Quick-Fix Gluten Free, available as of Aug. 23, offers more than 100 dishes– none of which take more than 30 minutes of preparation time. (Some leavened baked goods need time to rise or bake, of course.) Landolphi starts with breakfast and works has way through eight other categories of food, including appetizers, salads, international items, battered and fried dishes, breads and sweets.
Most of the recipes were inspired by the fans of his first, the Gluten-Free Every Day Cookbook, written in 2009. (It, like Quick Fix, is published by Andrews McMeel Publishing.) They told him of the foods they had been missing since starting their gluten-free lives. They also told him how grateful they were that his recipes and lessons could restore their ability to eat like their gluten-using counterparts.
Landolphi’s sugar-glazed cinnamon roll recipe, for example, was created for his wife, who otherwise would have to go through life without them or their wonderful aroma in the morning. A reader from the South asked for help creating chicken and dumpling soup like her grandmother used to make. Landolphi obliged with dumplings made of rice flour and egg.
Landolphi’s version of a Thanksgiving stuffing – another fan request -- has an Italian spin with pancetta, sausage and mozzarella. It relies on Udi’s Whole Grain Bread – one line of brand-name gluten-free products he says produces good results in his recipes. There are others identified throughout the book to help the gluten-free cook with the shopping.
As for those baguettes, another food his wife missed in particular, Landolphi relies on a blend of non-gluten flours to create a dough that can be leavened with yeast and also produce the crunchy crust that gives artisan bread its special character.
The chef spends a lot of time in the book instructing the home baker on how to handle doughs – even pizza crust – that don’t have the benefit of gluten to give them strength.
Quick Fix Gluten-Free is, in fact, more than a collection of recipes and Landolphi’s personal anecdotes about what inspired them. It is also a manual of principles, techniques and equipment that greatly expand the home cook’s ability to create original gluten-free dishes of his or her own.
In a section called “The gluten free pantry,” Landolphi itemizes and explains the wide variety of wheat-flour substitutes useful in his kind of cooking.
His recipes for waffles and pancakes start with a blend of tapioca, corn and white rice flour, for example.
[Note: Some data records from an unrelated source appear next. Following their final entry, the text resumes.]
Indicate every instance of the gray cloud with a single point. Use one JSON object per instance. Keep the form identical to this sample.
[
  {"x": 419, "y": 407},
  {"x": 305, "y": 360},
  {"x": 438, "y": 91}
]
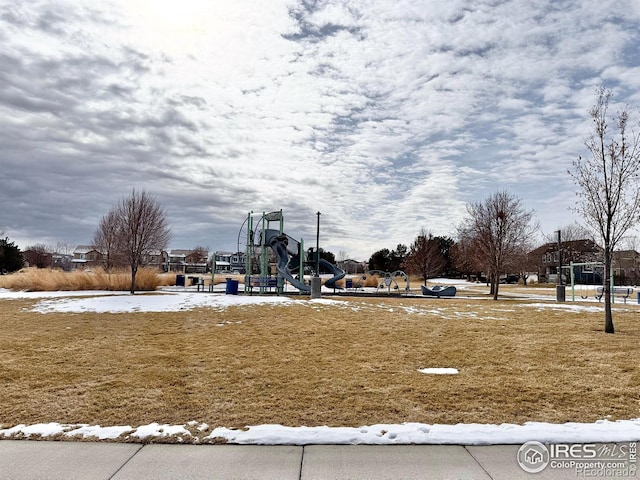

These are some fairly common binders, as are as arrowroot, guar gum, cornstarch and soy flour. But there are others he uses like black bean flour, teff flour, sorghum flour, and sweet potato flour. Landolphi embraces them all and teaches the at-home cook how to make homemade flour blends that have the correct properties for binding and flavoring other ingredients.
Landolphi, who got his culinary training at Johnson & Wales, also shares his years secrets for building layers of flavor into dishes and baked goods – using processed potato chips or ground coffee mixed with herbs as crusting agents on meat, for example.
It’s cooking knowledge that is a powerful asset for recipes – gluten-free or otherwise.